Roberto nel frattempo, sbalordito
dal fascino e la fulgida bellezza,
le chiese: “A cosa devo questo invito?”.
Pandora gli rispose con dolcezza:
“Gli amori giovanili lo sappiamo
ci servono per far delle esperienze,
col tempo ci lasciamo e conosciamo
amori nuovi e varie convivenze,
però nel cuore resta un vuoto interno,
nell’intimo si insinua l’amarezza,
il sesso è solo appagamento esterno,
ma l’animo ha bisogno di certezza!
Mi sono già informata, sei deluso,
perché il tuo matrimonio è andato in fumo
e tu da tempo te ne stai rinchiuso,
rifiuti ogni contatto e ne desumo
che stai, pian piano, andando in depressione!

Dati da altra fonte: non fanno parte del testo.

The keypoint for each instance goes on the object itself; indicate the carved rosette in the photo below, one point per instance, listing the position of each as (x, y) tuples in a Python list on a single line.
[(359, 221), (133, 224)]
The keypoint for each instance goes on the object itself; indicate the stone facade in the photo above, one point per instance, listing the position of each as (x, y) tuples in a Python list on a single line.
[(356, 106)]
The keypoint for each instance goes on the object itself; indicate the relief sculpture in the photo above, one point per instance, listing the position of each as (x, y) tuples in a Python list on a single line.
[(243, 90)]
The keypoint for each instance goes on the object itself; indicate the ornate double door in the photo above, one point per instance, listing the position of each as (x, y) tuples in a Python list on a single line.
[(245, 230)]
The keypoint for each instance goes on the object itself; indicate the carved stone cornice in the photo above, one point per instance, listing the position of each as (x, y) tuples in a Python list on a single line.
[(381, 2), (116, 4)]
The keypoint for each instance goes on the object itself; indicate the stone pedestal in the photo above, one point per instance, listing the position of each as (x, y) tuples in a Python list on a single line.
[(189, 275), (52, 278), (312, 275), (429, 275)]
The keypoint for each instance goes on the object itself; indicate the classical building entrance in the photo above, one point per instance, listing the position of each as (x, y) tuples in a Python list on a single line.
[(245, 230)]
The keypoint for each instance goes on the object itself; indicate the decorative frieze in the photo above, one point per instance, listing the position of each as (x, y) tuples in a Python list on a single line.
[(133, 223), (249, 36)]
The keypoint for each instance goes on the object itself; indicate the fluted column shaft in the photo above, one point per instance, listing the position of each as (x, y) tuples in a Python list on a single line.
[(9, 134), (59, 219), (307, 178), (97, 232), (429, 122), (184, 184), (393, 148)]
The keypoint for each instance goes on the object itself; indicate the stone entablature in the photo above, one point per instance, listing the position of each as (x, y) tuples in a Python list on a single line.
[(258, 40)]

Su, vieni a casa mia, anch’io son sola,
adesso non ho alcuna relazione.
Tu m’hai amato ai tempi della scuola
e m’hai fatto sentire assai felice,
gli amici m’hanno detto che sei in crisi
ed io son pronta a farti da nutrice
per rivedere ancora i tuoi sorrisi!
Da giovane m’hai soddisfatto tanto,
m’hai reso donna in modo assai galante
ed oggi provo ancora un gran rimpianto
per quell’amore, dolce e stimolante!
Mi sto mettendo a tua disposizione
per aiutarti e darti tanto amore,
accetta questa nuova situazione,
ti prego dal profondo del mio cuore! ”
Roberto la guardò con simpatia,
Pandora, il primo vero sentimento,
di fronte a quella dolce cortesia
provò davvero un senso di sgomento.
S’alzò di scatto in preda a commozione
e l’abbracciò con delicato affetto,
aveva un gran bisogno di effusione
e la baciò stringendola sul petto
e, quindi, sussurrò: “In quel rapporto
ti devo aver lasciato un bel messaggio!
...Avevo un gran bisogno di conforto,
con te sto ritrovando il mio coraggio! ”.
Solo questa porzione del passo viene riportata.